Nationwide, more than 100,000 residents of long-term care facilities have died of COVID-19, making up 38% of the nation’s virus deaths, according to The Atlantics Covid Tracking Project,  even though they represent less than 1 percent of the population. 

The federal government has made protecting the elderly a priority, shipping millions of rapid tests to nursing homes across the country. Public health experts spent the first nine months of the pandemic perfecting strategies to keep the virus from spreading in close quarters. But, as researchers have learned, whether nursing home residents die from COVID-19 depends less on what happens inside than outside. Once COVID-19 permeates a town, there’s a limit to what nursing homes alone can do. 

And that has made South Dakota an especially deadly place.

A LONG STRING OF DEATHS

During Tieszen’s outbreak, the nursing home was eerily quiet. On a normal day, “The Price is Right” might blare from a room, echoing down the hallways. But when the coronavirus hit, all the residents’ doors had to be closed to try to control the spread.
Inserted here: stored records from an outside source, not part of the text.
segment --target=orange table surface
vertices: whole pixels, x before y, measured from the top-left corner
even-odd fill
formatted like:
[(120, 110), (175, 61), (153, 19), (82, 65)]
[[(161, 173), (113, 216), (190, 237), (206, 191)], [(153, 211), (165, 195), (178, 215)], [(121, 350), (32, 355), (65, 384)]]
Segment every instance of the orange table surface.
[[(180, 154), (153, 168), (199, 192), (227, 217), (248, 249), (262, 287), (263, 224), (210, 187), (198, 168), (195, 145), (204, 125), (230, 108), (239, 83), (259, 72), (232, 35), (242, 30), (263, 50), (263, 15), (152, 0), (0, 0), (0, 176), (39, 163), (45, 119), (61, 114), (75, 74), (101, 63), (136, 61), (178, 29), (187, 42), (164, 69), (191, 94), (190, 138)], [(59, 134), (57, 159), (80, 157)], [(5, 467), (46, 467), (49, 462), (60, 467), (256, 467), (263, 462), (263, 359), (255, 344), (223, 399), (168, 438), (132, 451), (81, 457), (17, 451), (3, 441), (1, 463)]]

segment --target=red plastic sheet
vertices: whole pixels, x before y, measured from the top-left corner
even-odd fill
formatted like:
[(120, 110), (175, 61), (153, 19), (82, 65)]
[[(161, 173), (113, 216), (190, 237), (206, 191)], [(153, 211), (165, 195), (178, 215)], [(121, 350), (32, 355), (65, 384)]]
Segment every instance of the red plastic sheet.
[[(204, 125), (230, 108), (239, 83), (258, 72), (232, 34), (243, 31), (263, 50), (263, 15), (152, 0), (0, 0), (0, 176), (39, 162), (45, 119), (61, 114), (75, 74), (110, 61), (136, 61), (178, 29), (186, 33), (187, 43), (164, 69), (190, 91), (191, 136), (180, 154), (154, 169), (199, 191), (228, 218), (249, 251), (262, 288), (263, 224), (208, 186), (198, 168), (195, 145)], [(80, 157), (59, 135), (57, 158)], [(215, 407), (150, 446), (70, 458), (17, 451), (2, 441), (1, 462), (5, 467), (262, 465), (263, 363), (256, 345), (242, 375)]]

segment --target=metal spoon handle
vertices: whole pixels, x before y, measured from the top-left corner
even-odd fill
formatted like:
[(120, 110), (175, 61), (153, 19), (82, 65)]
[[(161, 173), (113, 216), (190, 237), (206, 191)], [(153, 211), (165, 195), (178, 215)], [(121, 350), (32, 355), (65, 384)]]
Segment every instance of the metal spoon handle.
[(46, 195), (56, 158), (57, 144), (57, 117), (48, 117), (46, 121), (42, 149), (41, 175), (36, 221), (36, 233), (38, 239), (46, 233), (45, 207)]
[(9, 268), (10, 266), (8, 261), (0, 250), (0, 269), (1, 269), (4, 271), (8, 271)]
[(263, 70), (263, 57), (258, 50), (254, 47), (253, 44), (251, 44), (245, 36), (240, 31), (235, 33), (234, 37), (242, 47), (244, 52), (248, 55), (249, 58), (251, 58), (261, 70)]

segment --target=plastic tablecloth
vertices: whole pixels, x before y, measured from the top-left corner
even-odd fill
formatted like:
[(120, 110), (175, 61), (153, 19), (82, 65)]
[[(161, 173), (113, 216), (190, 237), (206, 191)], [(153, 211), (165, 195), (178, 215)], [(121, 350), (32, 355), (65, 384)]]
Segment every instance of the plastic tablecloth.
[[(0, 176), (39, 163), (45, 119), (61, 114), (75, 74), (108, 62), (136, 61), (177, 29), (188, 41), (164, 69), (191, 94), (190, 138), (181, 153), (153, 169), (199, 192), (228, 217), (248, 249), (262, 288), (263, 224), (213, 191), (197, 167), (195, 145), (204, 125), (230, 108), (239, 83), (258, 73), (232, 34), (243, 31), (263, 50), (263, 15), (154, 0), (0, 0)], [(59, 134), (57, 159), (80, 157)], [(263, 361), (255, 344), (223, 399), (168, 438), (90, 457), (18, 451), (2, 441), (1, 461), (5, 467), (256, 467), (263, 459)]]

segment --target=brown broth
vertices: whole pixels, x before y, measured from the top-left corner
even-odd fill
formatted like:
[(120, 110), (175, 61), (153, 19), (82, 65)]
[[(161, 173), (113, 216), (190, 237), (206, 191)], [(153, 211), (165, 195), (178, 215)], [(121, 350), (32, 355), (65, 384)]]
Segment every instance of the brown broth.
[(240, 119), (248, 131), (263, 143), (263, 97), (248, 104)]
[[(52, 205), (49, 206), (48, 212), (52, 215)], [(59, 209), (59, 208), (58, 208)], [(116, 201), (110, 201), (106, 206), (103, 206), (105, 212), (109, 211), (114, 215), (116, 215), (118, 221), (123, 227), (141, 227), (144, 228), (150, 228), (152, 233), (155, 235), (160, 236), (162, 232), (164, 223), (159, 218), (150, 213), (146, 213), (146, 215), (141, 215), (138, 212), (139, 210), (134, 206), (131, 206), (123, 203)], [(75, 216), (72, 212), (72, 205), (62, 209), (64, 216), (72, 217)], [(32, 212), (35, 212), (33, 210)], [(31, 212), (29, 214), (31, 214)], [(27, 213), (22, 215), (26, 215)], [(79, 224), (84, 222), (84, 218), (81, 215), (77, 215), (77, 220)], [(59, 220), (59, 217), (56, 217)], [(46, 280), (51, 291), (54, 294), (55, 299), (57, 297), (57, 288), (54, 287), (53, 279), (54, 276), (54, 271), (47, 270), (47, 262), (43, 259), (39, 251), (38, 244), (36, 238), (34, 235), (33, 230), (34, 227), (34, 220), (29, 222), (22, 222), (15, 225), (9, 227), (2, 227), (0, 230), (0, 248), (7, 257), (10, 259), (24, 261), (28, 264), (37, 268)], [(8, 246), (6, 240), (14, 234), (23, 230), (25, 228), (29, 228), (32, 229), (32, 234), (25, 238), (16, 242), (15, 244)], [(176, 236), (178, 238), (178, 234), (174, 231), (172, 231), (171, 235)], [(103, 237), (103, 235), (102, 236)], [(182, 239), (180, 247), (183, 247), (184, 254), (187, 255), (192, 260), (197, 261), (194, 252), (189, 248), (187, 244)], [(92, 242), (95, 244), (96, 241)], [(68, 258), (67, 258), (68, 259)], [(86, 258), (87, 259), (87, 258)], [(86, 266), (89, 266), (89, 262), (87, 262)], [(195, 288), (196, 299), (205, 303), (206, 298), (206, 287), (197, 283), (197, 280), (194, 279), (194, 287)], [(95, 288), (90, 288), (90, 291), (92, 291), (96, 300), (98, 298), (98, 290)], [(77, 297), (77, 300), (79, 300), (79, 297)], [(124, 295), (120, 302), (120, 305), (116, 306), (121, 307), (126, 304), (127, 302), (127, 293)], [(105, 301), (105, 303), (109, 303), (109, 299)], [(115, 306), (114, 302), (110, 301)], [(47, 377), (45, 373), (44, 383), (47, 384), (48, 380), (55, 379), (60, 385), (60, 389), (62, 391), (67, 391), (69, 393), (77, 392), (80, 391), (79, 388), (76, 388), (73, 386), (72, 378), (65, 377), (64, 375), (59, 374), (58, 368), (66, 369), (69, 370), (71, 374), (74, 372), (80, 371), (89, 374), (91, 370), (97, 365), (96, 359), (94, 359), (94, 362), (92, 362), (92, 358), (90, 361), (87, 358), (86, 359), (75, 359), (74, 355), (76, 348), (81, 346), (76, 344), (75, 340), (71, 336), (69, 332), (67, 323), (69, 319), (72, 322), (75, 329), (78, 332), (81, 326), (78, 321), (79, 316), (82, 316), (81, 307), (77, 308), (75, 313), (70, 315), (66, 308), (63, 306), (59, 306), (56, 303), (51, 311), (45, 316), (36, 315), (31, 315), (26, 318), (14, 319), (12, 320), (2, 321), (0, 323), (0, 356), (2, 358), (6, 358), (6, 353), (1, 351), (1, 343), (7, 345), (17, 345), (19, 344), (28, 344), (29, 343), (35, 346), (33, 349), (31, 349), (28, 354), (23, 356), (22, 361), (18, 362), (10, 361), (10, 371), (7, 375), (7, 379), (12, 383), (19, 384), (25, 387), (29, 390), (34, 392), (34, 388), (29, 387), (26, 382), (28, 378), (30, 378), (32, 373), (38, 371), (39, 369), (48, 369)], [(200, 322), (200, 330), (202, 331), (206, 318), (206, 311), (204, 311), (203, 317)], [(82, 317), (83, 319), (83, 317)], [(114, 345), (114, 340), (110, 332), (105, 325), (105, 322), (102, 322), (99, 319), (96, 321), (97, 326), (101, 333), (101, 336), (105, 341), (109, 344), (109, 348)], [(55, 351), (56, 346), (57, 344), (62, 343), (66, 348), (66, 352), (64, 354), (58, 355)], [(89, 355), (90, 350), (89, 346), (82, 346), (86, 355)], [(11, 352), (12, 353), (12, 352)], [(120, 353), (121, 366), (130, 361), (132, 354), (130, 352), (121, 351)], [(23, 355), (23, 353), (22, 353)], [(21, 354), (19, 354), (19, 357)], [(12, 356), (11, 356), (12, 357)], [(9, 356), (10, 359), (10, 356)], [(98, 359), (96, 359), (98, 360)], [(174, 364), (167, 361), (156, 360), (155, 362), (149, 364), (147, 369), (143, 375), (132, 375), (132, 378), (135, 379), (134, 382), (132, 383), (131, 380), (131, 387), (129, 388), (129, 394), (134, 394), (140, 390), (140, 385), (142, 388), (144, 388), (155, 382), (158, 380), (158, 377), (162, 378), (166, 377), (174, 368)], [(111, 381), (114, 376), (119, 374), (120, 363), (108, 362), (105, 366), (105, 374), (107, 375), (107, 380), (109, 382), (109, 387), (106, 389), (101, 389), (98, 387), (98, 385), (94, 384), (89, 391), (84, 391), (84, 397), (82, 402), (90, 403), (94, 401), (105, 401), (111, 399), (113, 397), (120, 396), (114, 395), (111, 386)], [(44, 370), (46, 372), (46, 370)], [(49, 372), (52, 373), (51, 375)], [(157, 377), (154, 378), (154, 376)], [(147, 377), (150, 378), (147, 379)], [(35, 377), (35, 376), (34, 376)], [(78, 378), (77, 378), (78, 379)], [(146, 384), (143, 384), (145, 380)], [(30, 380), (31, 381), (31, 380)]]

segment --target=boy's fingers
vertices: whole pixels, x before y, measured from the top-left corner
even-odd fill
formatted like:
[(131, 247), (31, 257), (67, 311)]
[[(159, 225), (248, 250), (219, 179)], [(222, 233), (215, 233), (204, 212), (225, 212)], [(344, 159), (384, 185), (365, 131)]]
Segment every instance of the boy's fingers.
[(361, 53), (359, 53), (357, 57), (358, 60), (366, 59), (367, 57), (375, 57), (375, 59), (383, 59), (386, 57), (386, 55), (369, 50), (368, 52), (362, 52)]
Before October, Tieszen had pandemic challenges but not mass tragedy. Wilson was forced to hunt for N95 masks on eBay, even though South Dakota is home to a 3M factory that makes them. She relied on her son, who works at Sam’s Club, to buy one pack of disinfecting wipes every day for the nursing home’s stockpile. Back when she was using lab-confirmed tests to screen her staff, she had trouble getting test results back within the time recommended by federal guidelines, as the Sioux Falls lab she had contracted with was swamped. And she says, like always, staffing was a problem: Tieszen told the federal government it was short on nurses and aides every week in October and November.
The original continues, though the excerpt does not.